VALENCIA.- Una sentencia de la Audiencia de Valencia ha restringido al máximo el régimen de visitas de un padre separado a sus dos hijos con el fin de evitar que los dos menores adopten ideas o comportamientos de la secta a la que pertenece su progenitor.

Según la Sección Séptima del tribunal valenciano, el Movimiento Gnóstico Cristiano Universal de España es «una secta destructiva» cuyos planteamientos podrían «afectar psíquicamente» a los hijos de Pedro José C. y Carmen G.

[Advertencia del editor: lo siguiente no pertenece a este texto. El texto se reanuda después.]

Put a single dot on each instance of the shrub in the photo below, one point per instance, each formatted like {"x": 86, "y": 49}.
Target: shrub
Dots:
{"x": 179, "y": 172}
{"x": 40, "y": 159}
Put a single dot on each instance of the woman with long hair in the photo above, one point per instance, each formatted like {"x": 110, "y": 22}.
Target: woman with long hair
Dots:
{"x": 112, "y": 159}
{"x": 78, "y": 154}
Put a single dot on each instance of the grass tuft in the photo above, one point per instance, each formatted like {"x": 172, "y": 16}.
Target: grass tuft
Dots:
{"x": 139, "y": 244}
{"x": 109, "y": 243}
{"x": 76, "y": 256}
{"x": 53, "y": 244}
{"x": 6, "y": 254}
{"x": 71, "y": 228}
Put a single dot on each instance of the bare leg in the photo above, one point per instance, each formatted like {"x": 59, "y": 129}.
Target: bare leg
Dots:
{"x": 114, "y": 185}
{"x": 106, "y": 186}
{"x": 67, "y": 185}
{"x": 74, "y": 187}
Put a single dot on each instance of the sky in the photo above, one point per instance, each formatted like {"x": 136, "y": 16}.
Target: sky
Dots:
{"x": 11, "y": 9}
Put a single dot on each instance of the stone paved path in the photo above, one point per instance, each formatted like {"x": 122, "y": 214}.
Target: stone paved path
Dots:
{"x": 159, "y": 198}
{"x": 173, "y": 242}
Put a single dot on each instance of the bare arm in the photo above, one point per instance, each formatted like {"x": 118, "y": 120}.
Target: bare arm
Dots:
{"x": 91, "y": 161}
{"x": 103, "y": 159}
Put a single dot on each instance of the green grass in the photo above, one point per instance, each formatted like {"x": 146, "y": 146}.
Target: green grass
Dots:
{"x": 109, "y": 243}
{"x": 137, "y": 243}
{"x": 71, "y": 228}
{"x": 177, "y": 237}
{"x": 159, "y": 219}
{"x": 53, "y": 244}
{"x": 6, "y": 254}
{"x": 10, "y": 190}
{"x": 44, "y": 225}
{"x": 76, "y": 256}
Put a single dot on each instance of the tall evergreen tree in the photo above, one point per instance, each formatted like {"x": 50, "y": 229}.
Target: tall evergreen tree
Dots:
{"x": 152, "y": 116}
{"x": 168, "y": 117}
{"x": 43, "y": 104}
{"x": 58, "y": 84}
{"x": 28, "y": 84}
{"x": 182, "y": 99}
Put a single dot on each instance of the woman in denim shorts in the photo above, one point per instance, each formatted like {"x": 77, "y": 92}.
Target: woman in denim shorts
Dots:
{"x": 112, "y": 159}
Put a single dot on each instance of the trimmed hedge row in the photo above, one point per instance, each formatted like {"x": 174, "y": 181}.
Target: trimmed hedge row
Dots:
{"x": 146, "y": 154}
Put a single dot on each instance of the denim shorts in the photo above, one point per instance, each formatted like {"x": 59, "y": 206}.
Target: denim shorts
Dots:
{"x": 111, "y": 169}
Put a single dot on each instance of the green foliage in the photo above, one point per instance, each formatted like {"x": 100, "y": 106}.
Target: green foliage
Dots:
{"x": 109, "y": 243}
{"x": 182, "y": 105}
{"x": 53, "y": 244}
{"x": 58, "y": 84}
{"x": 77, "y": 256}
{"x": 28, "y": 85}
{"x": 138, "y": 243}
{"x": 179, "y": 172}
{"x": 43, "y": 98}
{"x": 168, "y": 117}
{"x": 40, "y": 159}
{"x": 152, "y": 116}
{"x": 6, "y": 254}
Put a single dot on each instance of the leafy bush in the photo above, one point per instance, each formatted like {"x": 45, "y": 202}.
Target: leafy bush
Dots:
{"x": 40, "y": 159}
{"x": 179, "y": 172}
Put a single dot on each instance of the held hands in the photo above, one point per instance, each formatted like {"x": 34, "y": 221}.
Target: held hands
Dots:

Fue Pedro José C. quien inició los trámites de separación por «la quiebra del cariño o amor en la pareja». Sin embargo, según consta en el escrito del tribunal, la verdadera razón fue la negativa de Carmen a entrar en el Movimiento.

El 11 de diciembre de 1995, una juez de Valencia declaraba la separación de la pareja y establecía un régimen de visitas normal para el padre: fines de semana alternos desde las 20.00 horas del viernes a las 20.00 horas del domingo, más la mitad de las vacaciones de Navidad, Semana Santa, Fallas y verano. Ahora, sólo podrá tener a sus hijos en casa los sábados y domingos, y no podrán hacer noche en ella.

Con la primera sentencia, Pedro José C. aún disponía de tiempo suficiente para iniciar a sus hijos, de 13 y 6 años, en la doctrina de la secta. Así lo confirmaron psicólogos y asistentes sociales. El padre había llevado a los niños a algunas reuniones del Movimiento.

Para los magistrados, el Movimiento Gnóstico Cristiano Universal de España invoca «el culto desmesurado al fundador y la teoría de las relaciones sexuales como algo nocivo».